The Japanese word ’shiatsu’ means “finger pressure” and is
based on the principles of Traditional Chinese Medicine. Fingers and palms are
mainly used, however sometimes knees, elbows and feet are used to apply firm but
gentle pressure to specific points on the body’s energy pathways (meridians) to
improve the flow of energy or “Qi” and balance the system where appropriate.
Shiatsu has some features in common with European style
massage and other forms of bodywork in that the use of physical pressure and
stretches serve to reduce muscular tension and loosen stiff joints.

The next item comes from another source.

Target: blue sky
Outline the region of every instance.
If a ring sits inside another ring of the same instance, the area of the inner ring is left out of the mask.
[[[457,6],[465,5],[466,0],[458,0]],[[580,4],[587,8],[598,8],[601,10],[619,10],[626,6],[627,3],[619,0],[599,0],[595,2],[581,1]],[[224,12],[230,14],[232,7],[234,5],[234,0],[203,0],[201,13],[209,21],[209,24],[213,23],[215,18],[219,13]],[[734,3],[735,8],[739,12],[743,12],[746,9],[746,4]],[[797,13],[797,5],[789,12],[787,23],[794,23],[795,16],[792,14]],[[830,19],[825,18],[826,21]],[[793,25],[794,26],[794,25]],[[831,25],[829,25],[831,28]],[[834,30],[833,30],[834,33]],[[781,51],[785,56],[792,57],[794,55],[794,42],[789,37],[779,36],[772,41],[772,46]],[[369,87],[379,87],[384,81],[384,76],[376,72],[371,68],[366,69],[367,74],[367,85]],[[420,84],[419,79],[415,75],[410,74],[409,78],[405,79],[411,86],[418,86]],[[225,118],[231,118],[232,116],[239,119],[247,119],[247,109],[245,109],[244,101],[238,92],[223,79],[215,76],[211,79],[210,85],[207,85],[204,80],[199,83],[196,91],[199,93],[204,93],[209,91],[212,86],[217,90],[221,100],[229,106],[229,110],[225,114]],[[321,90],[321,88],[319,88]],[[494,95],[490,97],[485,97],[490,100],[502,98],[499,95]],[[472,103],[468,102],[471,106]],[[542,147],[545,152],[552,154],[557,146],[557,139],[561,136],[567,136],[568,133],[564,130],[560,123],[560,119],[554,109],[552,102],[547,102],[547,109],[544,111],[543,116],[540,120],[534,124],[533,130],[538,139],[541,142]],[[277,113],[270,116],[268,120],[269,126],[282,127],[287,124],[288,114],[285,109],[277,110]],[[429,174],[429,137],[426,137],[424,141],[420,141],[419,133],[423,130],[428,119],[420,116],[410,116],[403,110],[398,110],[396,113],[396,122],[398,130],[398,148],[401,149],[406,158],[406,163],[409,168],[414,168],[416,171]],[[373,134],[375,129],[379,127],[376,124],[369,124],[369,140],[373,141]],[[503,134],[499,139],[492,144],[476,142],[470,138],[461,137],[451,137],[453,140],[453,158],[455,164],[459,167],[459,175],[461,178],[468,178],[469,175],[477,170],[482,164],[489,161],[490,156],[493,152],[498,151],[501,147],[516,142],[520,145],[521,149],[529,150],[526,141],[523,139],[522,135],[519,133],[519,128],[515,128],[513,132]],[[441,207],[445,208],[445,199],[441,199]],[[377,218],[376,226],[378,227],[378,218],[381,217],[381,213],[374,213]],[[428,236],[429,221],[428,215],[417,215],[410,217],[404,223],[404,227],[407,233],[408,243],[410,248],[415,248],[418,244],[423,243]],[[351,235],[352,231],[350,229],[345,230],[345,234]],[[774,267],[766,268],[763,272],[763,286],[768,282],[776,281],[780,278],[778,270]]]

The big difference between Shiatsu and European-style massage
is that the receiver remains clothed during the treatment. The principal aim of
Shiatsu is not to work on localised muscles and joints, but on the overall
energy system of the client. A Shiatsu practitioner working on a shoulder joint,
for example, will not just be focusing on the joint but on the pattern of energy
throughout the client's body.
Most often your physical aches and pains are simply the
external manifestation or surface ‘action’ required in meeting a deep underlying
need or psychological pattern. Shiatsu, whilst acknowledging and working with
the manifestation, ultimately aims to work on meeting the underlying cause or
need to eliminate the resultant action. If we are agreed that you would receive
added benefit through then this will be incorporated into the treatment.